Alors que le narrateur parle de l’« Esprit », on peut entendre une voix étrange et envoutante qui chante le thème entendu au tout début (cf. annexe), accompagnée par un piano préparé qui joue une valse burlesque. Il s’agit justement de Méphistophélès, l’ « Esprit » dont parle le narrateur. On peut mieux l’entendre dans cette version :
Schnittke, Faust Cantata (dirigé par Valeri Polianski, 1989, version chantée en russe)

Cette voix aiguë couplée à l’air guilleret et suranné de valse au piano préparé contraste fortement avec la gravité et la solennité du chœur et du ténor qui racontent les affres de Faust. Pourquoi donner à Méphistophélès une voix si haute ? L’Esprit diabolique est en effet chanté par un contreténor, la tessiture la plus aigüe pour une voix d’homme. Pourtant, les présences maléfiques dans la musique occidentale sont traditionnellement évoquées par des sons graves :
Mozart, Don Giovanni, 1787 (dirigé par Carlo Maria Giulini, 1961)
Moussorgski et Rimski-Korsakov, Une Nuit sur le mont Chauve, 1886 (dirigé par Eugene Ormandy, 1972)
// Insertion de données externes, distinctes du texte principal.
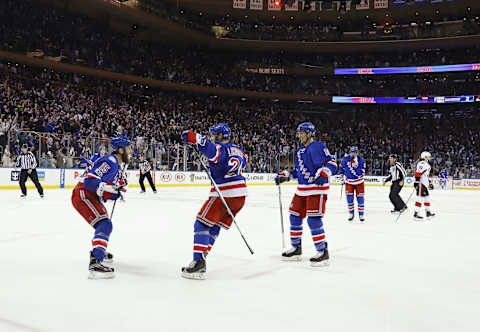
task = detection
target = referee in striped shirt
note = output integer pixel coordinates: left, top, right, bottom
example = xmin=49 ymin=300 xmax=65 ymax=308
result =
xmin=16 ymin=144 xmax=43 ymax=198
xmin=383 ymin=154 xmax=407 ymax=213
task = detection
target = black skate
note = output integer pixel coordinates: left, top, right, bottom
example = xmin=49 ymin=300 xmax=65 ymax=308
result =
xmin=310 ymin=248 xmax=330 ymax=267
xmin=427 ymin=211 xmax=435 ymax=219
xmin=88 ymin=251 xmax=115 ymax=279
xmin=282 ymin=246 xmax=302 ymax=262
xmin=413 ymin=212 xmax=423 ymax=221
xmin=103 ymin=252 xmax=113 ymax=264
xmin=182 ymin=259 xmax=207 ymax=280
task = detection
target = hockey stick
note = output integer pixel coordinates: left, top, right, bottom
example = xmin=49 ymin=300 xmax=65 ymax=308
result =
xmin=110 ymin=164 xmax=127 ymax=221
xmin=194 ymin=146 xmax=253 ymax=255
xmin=277 ymin=184 xmax=285 ymax=249
xmin=395 ymin=188 xmax=417 ymax=223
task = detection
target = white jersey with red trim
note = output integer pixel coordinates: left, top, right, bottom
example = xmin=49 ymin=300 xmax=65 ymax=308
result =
xmin=415 ymin=160 xmax=432 ymax=188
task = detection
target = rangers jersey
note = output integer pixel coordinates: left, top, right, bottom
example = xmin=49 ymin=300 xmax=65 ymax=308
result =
xmin=339 ymin=155 xmax=365 ymax=185
xmin=415 ymin=160 xmax=432 ymax=188
xmin=80 ymin=154 xmax=124 ymax=199
xmin=293 ymin=141 xmax=337 ymax=196
xmin=198 ymin=136 xmax=248 ymax=197
xmin=138 ymin=160 xmax=152 ymax=174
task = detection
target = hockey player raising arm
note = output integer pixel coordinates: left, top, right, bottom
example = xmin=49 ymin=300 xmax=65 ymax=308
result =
xmin=182 ymin=123 xmax=248 ymax=279
xmin=275 ymin=122 xmax=337 ymax=266
xmin=413 ymin=151 xmax=435 ymax=221
xmin=338 ymin=146 xmax=365 ymax=222
xmin=72 ymin=136 xmax=131 ymax=279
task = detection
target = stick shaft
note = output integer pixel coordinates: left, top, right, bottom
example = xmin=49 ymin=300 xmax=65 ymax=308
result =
xmin=395 ymin=188 xmax=417 ymax=222
xmin=278 ymin=184 xmax=285 ymax=248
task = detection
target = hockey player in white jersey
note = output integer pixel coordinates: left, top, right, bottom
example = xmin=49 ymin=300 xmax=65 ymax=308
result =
xmin=413 ymin=151 xmax=435 ymax=221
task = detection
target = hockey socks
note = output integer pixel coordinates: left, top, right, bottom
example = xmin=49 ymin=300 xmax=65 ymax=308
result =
xmin=193 ymin=220 xmax=215 ymax=261
xmin=290 ymin=214 xmax=303 ymax=248
xmin=357 ymin=194 xmax=365 ymax=218
xmin=307 ymin=217 xmax=326 ymax=251
xmin=346 ymin=194 xmax=355 ymax=215
xmin=92 ymin=219 xmax=113 ymax=262
xmin=207 ymin=225 xmax=220 ymax=252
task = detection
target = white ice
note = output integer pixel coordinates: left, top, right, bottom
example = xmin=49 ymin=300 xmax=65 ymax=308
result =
xmin=0 ymin=186 xmax=480 ymax=332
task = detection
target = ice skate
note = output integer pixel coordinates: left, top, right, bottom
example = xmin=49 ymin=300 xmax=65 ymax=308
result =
xmin=282 ymin=246 xmax=302 ymax=262
xmin=88 ymin=252 xmax=115 ymax=279
xmin=103 ymin=252 xmax=113 ymax=264
xmin=310 ymin=248 xmax=330 ymax=267
xmin=413 ymin=212 xmax=423 ymax=221
xmin=182 ymin=259 xmax=207 ymax=280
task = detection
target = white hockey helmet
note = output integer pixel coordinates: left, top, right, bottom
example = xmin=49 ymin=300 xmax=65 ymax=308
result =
xmin=420 ymin=151 xmax=432 ymax=160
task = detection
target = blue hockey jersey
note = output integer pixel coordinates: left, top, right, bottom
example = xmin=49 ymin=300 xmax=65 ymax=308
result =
xmin=197 ymin=137 xmax=248 ymax=197
xmin=338 ymin=155 xmax=366 ymax=185
xmin=438 ymin=171 xmax=448 ymax=179
xmin=293 ymin=141 xmax=337 ymax=196
xmin=80 ymin=154 xmax=123 ymax=199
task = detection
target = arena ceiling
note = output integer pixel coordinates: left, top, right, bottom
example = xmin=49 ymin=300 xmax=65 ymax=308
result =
xmin=162 ymin=0 xmax=480 ymax=24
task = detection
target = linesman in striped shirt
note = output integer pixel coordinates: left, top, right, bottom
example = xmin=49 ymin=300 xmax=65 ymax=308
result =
xmin=16 ymin=144 xmax=43 ymax=198
xmin=383 ymin=154 xmax=407 ymax=213
xmin=138 ymin=156 xmax=157 ymax=194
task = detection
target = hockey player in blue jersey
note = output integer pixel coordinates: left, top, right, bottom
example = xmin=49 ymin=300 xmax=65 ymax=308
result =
xmin=72 ymin=136 xmax=131 ymax=279
xmin=338 ymin=146 xmax=365 ymax=222
xmin=79 ymin=146 xmax=107 ymax=170
xmin=182 ymin=123 xmax=248 ymax=279
xmin=438 ymin=170 xmax=448 ymax=189
xmin=275 ymin=122 xmax=337 ymax=266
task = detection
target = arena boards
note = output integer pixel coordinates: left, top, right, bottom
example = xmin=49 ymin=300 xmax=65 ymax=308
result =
xmin=0 ymin=168 xmax=480 ymax=190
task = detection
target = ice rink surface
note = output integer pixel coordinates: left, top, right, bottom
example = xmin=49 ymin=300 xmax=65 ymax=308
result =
xmin=0 ymin=186 xmax=480 ymax=332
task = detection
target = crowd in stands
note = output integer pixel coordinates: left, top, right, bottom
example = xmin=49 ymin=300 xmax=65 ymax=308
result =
xmin=0 ymin=0 xmax=480 ymax=97
xmin=0 ymin=62 xmax=480 ymax=177
xmin=139 ymin=0 xmax=480 ymax=42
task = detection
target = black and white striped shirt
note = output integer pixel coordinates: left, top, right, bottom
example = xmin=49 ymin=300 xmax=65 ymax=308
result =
xmin=16 ymin=152 xmax=37 ymax=169
xmin=385 ymin=161 xmax=407 ymax=182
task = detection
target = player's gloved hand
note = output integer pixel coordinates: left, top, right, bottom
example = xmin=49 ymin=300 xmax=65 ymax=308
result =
xmin=182 ymin=130 xmax=202 ymax=144
xmin=275 ymin=170 xmax=290 ymax=186
xmin=97 ymin=182 xmax=126 ymax=200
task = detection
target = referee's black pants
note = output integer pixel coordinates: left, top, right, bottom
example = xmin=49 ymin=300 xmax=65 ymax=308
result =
xmin=19 ymin=169 xmax=43 ymax=195
xmin=388 ymin=181 xmax=406 ymax=211
xmin=140 ymin=172 xmax=157 ymax=192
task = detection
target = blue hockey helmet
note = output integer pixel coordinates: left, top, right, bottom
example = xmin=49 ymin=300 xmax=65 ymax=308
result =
xmin=110 ymin=135 xmax=131 ymax=150
xmin=210 ymin=123 xmax=232 ymax=139
xmin=297 ymin=122 xmax=315 ymax=135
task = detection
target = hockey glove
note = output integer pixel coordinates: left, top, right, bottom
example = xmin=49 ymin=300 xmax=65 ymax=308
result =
xmin=97 ymin=182 xmax=126 ymax=200
xmin=182 ymin=130 xmax=202 ymax=144
xmin=275 ymin=171 xmax=290 ymax=186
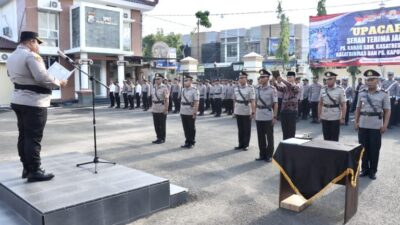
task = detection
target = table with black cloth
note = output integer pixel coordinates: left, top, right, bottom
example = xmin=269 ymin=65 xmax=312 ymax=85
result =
xmin=273 ymin=138 xmax=364 ymax=223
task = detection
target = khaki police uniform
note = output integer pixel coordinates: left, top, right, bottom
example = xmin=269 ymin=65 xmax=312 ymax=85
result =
xmin=7 ymin=44 xmax=60 ymax=172
xmin=180 ymin=86 xmax=200 ymax=147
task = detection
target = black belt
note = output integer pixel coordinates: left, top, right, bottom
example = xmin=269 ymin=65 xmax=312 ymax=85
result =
xmin=324 ymin=104 xmax=339 ymax=108
xmin=257 ymin=105 xmax=272 ymax=111
xmin=360 ymin=112 xmax=382 ymax=117
xmin=14 ymin=83 xmax=51 ymax=95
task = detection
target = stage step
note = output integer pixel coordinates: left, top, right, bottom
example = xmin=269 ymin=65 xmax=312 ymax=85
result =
xmin=0 ymin=153 xmax=188 ymax=225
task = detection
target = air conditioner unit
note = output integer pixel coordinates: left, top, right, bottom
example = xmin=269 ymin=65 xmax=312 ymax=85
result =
xmin=0 ymin=53 xmax=9 ymax=63
xmin=50 ymin=1 xmax=60 ymax=9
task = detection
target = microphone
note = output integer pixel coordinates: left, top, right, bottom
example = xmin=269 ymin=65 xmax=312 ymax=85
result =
xmin=57 ymin=50 xmax=75 ymax=65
Schnittke renverse les attentes : il y a quelque chose de « faux » (on parle d’ailleurs d’une voix de fausset et de falsetto pour les voix masculines les plus aigües) et presque pervers à entendre cet Esprit du diable qui annonce la damnation prochaine d’une voix si légère. Méphistophélès déguise sa voix pour masquer sa noirceur viscérale et narguer Faust, et seul l’orchestre le trahit en jouant des dissonances toujours plus marquées à mesure qu’il chante.
Méphistophélès apparaît ainsi d’emblée comme un personnage moqueur et insidieux qui se plait à jouer avec sa proie.
L’idée d’une présence infernale qui se moque et joue sur les registres peut rappeler l’opéra de Penderecki Die Teufel von Loudun composé 15 ans avant la cantate de Schnittke, où une nonne possédée laisse entendre à travers elle la voix de démons irrévérencieux :
Penderecki, Die Teufel von Loudun, 1968 (dirigé par Marek Janowski,1969)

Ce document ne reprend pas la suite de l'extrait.